Shuai Wang (Dylan) UQ

Howdy! I’m Shuai Wang, a Postdoc and a finishing PhD student at IeLab, UQ. I’m under the eagle eyes of Professor. Guido Zuccon, A.Professor. Bevan Koopman, and Dr. Harrisen Scells.

I received my Bachelor of Science degree from the University of Western Australia in 2019, then obtained a Master of Engineering Science degree from the University of Queensland in 2021.

My research is strongly related to information retrieval and natural language processing (NLP). My PhD topic focuses on domain-specific applications (automation for medical systematic reviews), where I have been currently focused on the development of Automatic Mesh Term Suggestion, Screening Prioritisation, Seed-driven methods and Boolean query formulation. I also do some side projects on general IR and NLP tasks, such as Federated RAG, Fusion of Rankers etc.

I’m also a tutor at UQ, teaching courses like INFS7410 (information retrieval and web search). I’m not in it for the cash but for the chance to scout for other brainiacs to collaborate with. So, if you’re interested, let’s chat and see if we can cook up some research magic together!
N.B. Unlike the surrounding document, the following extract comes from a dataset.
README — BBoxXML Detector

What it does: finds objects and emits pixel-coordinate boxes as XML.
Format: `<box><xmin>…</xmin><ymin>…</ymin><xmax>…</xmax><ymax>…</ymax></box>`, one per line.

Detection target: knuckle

I conducted my internship at Naver Lab Europe Feb-July 2024, with a research focus on Context Compression on Retrieval-augmented generation (RAG).

Job Opportunities

I’m currently working as a Postdoc at UQ, starting from Feb, 2025; I’m also looking for continued job opportunities in academia and industry. If you think I’m a good fit for your team, please feel free to contact me.

News

April 05, 2025

Three Papers Accepted in SIGIR 2025

[Reproducibility Paper]: 2D Matryoshka Training for Information Retrieval; Reassessing Large Language Model Boolean Query Generation for Systematic Reviews; Pre-training vs. Fine-tuning: A Reproducibility Study on Dense Retrieval Knowledge Acquisition.

February 01, 2025

Started Postdoc at The University of Queensland

Started a postdoc position in information retrieval and natural language processing at The University of Queensland.

January 20, 2025

Paper Accepted in WWW 2025

[Short Paper]: ReSLLM: Large Language Models are Strong Resource Selectors for Federated Search

Read all news

Services

I serve as a reviewer/PC member for the following journal/conference:

TOIS: ACM Transactions on Information Systems
ACM ICTIR 2023, SIGIR2024, SIGIR2025
ECIR2024
Journal of Data and Information Quality

Publications

Pre-training vs. Fine-tuning: A Reproducibility Study on Dense Retrieval Knowledge Acquisition Reproduce

Zheng Yao, Shuai Wang and Guido Zuccon. 2025. Pre-training vs. Fine-tuning: A Reproducibility Study on Dense Retrieval Knowledge Acquisition (Accepted SIGIR-2025).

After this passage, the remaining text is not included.